Hello, I haven't been on here for a while but lately my anxiety and in particular health anxiety has been really bad.
I'm convinced something is very very wrong, I've looked through the threads on here and can see that bleeding between periods is quite common but as is the nature of anxiety, I'm sure that mine is different somehow and caused by something serious.
I felt last night like I had a bit of mild period cramps which I often do midway through my cycle, then this afternoon when wiping I saw a tiny amount of bright red blood. Hardly anything really. That was 2 hours ago, it's still going on now, very light and I've got a bit of cramping too, just like a period.

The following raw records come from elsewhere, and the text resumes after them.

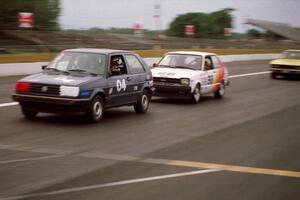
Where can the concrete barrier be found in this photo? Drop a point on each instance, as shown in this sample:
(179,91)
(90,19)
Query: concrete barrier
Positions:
(16,69)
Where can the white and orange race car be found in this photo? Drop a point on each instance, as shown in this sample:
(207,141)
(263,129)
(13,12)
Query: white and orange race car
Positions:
(189,74)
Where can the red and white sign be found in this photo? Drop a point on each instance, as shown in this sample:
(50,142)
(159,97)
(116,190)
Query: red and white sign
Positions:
(189,30)
(25,20)
(227,31)
(137,28)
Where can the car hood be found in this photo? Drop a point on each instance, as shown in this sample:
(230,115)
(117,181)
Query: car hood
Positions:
(167,72)
(286,62)
(59,79)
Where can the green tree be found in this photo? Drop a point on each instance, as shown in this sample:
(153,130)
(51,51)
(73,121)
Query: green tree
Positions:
(206,24)
(45,13)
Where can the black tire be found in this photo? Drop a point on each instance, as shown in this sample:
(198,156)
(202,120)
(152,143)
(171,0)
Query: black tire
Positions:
(219,94)
(273,75)
(96,109)
(142,105)
(28,113)
(196,95)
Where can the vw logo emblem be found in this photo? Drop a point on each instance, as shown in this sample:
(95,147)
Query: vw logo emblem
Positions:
(44,89)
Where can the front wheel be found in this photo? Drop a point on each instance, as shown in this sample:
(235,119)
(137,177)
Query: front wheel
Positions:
(95,111)
(143,104)
(28,113)
(220,92)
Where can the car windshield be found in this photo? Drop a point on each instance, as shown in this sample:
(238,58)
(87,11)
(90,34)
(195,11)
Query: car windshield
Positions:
(88,63)
(292,55)
(181,61)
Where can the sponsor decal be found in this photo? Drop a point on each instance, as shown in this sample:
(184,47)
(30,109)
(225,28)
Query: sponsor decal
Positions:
(121,85)
(44,89)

I'm def not pregnant. I've read that stress can cause this, however I've been stressed/depressed/anxious for a long time now, can it possibly cause it months down the line, surely it would happen straight away?
I have loads of health worries, I'm scared of life basically, at the moment. Every tiny symptom I fret about then study. I can disregard some things but there's no denying actual blood.
I have a massive fear of tests too, this has got worse over the past 6 months or so. Please don't tell me off and I'm too scared to put this but must, but I'm overdue for my smear. I'm so stupid and irresponsible not to get it done, don't know what's wrong with me
Please, if anyone replies don't go too hard on me as I already know I'm pathetic, just need coping strategies and how to get through until I can call the Drs. Am so scared, I feel sick and can't even drink anything.